Tuli Seamount: 15 N, 315 E
Tuli is a drowned mountain northeast of Phoebe in the Guinevere Sea. Part of the Navka Islands, Tuli's summit is close enough to the surface to support a flourishing coral reef, but in the short time Venus has been wet, it hasn't grown anywhere near the surface, though eventually Tuli may be an atoll with low barrier islands. Wider but still lower seamounts straggle north--an invisible stretch of the Navka chain. 500 km west are Atanua and Hulda. To the east, it's over 1500 km to the nearest land (and that's the tiny island of Beiwe.)
Tumas Is.: 17 S, 355 E
The Tumas Islands, in the Lavinia Sea northwest of Alpha, are on the undersea ridge of Cape Dudumitsa. The Tumas group, though small, are pleasant subtropical islets, and they're a key link on the flyway to Venus's Western Hemisphere--indeed the only nonpolar route. The next stop over is Tey, a volcano rising from the sea, then Takusmana and Menat, lower, wider islands.
Tunehakwa Bay: 34 S, 302 E
A squarish bay 200 km wide, with a narrow mouth, in northeast Themis, between long Cape Tamiyo and the small Tunehakwa Peninsula to the east; the name comes from low Tunehakwa Corona to the south, toward Mt. Tefnut.
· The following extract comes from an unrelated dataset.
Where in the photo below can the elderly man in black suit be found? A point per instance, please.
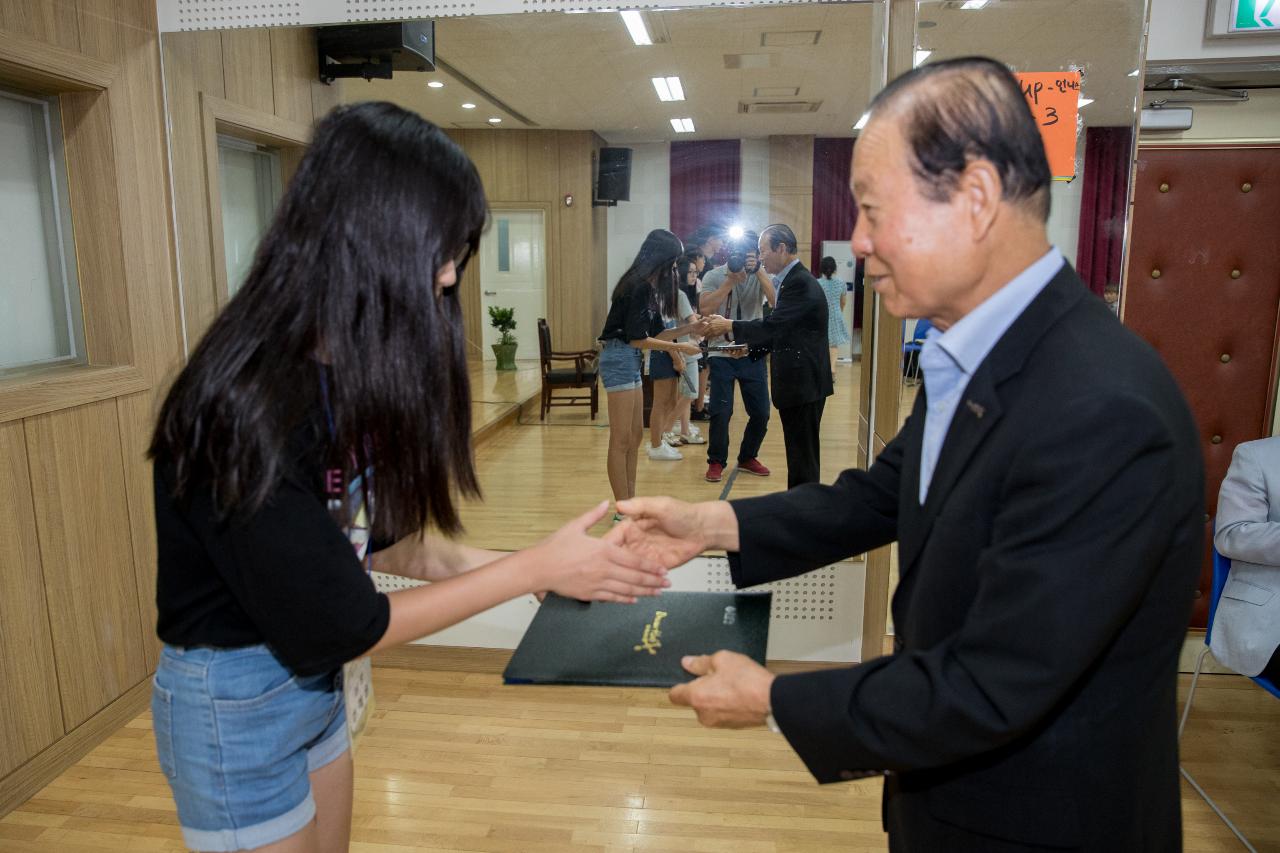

Turan Plateau: 13 S, 117 E
Turan Planum (Plateau) is east of Thetis, in north-central Aphrodite. It's a small highland between Ovda to the west and Thetis proper, cut off by the Ralk Desert and two deep, lake-filled chasmas: Jana and Virava. Turan, like Thetis, is an ecological island--aspen and fir and alpine meadows above the rugged dry canyons and finger lakes of the chasmas. Even the coastal Bonnan Steppe north of Turan is dry; prevailing winds here blow from the mountains and inland deserts, not the sea.
Cape Tureshmat: 55 S, 305 E
A narrow cape 400 km long, pointing south into Lavinia Sea from southeast Themis. From its tip, the Gerd Islands stretch another 1000 km to western Lada and Neringa. Rainforest covers the cape, growing gigantic in the Bibi-Patna Hills on the Themis mainland.
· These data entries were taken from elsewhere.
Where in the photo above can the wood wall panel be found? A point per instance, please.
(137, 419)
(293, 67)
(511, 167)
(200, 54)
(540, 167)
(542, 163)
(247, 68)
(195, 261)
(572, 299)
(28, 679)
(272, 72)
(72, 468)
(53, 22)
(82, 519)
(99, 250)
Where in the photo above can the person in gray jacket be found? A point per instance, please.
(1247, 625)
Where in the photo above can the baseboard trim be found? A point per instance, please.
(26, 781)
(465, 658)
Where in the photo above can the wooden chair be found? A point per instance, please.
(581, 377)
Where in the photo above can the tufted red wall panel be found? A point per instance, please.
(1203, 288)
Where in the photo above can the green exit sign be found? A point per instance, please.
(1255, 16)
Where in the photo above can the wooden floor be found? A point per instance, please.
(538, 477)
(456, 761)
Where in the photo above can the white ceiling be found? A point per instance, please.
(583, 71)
Tushita Islands: 40 S, 48 to 55
The Tushitas are a stretch of ridgy tessera 450 km long, rising from the sea between the archipelagoes of Alpha and Lada, south of Umay-Ene. Tushita's hot and so densely rainforested that the jungle tends to hide the regular pattern of ridges. Tushita may be one huge island with two lobes linked by a narrow landbridge, or two islands with a strait you could jump over--the whole thing is so smothered in jungle I'm not sure.
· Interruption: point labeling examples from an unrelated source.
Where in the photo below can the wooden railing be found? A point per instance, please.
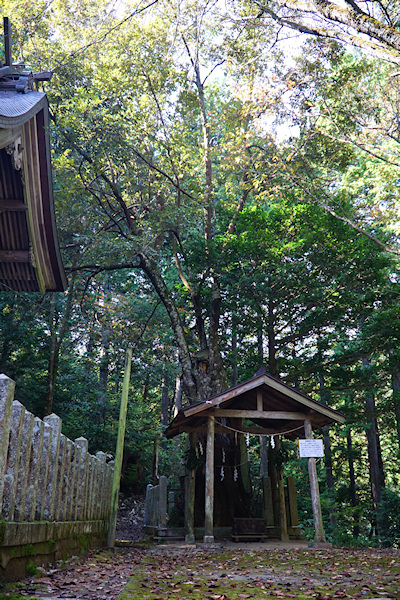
(47, 479)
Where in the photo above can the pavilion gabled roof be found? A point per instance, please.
(262, 404)
(29, 252)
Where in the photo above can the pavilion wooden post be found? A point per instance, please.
(190, 496)
(282, 503)
(315, 500)
(209, 509)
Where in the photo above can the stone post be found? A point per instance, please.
(34, 469)
(82, 443)
(14, 454)
(23, 474)
(52, 475)
(43, 474)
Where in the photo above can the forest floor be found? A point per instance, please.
(179, 572)
(234, 572)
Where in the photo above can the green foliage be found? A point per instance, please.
(389, 518)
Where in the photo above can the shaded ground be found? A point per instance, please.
(195, 573)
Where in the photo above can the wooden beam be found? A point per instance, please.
(7, 41)
(259, 400)
(14, 256)
(228, 395)
(209, 492)
(309, 402)
(260, 414)
(12, 205)
(190, 496)
(7, 136)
Tusholi Hills: 68 N, 100 E
The central range on Meskhent, east of Ishtar. Unlike the lower, Mediterranean north, the Tusholis catch enough rain for pine and even redwood in western valleys. South of the hills rise the long Gabie Cliffs, bisecting Meskhent. West of the Tusholis is the island-studded Sea of Ops; to the east, Earhart Bay.
Lake Tussaud: 24 N, 225 E
A narrow north-south lake, 160 km long, in south-central Ulfrun (east Aphrodite), nestled in one of the Fea Fossae. The shores are open woods; the surrounding ridges are cloud forest and seasonal rainforest. Just to the north, in a valley angling slightly west, is much larger Lake Fea.
Tuulikki: 9 N, 272 E
South of Beta, north of Phoebe, in the center of Hinemoa Bay, is volcanic Tuulikki Island, the size of Sicily. Unlike larger Aruru Corona to the west, Tuulikki has a forested central peak, but they both have a mild climate with wooded north and west coasts, savanna on the south, and a small desert on its eastern slope--all packed into one-sixth the area of Aruru. Despite being close to Beta and Phoebe, Tuulikki is little visited, for a moat of deep water 800 km wide surrounds it--no easy flyways.
Tuzandi Island: 42 S, 42 E
A lone mountain rising from the sea between the archipelagoes of Alpha and Lada, southeast of the isle ofInanna. Tuzandi's a rest stop for fliers between Alpha and Lada. It's in the torrid zone, and its slopes are densely rainforested.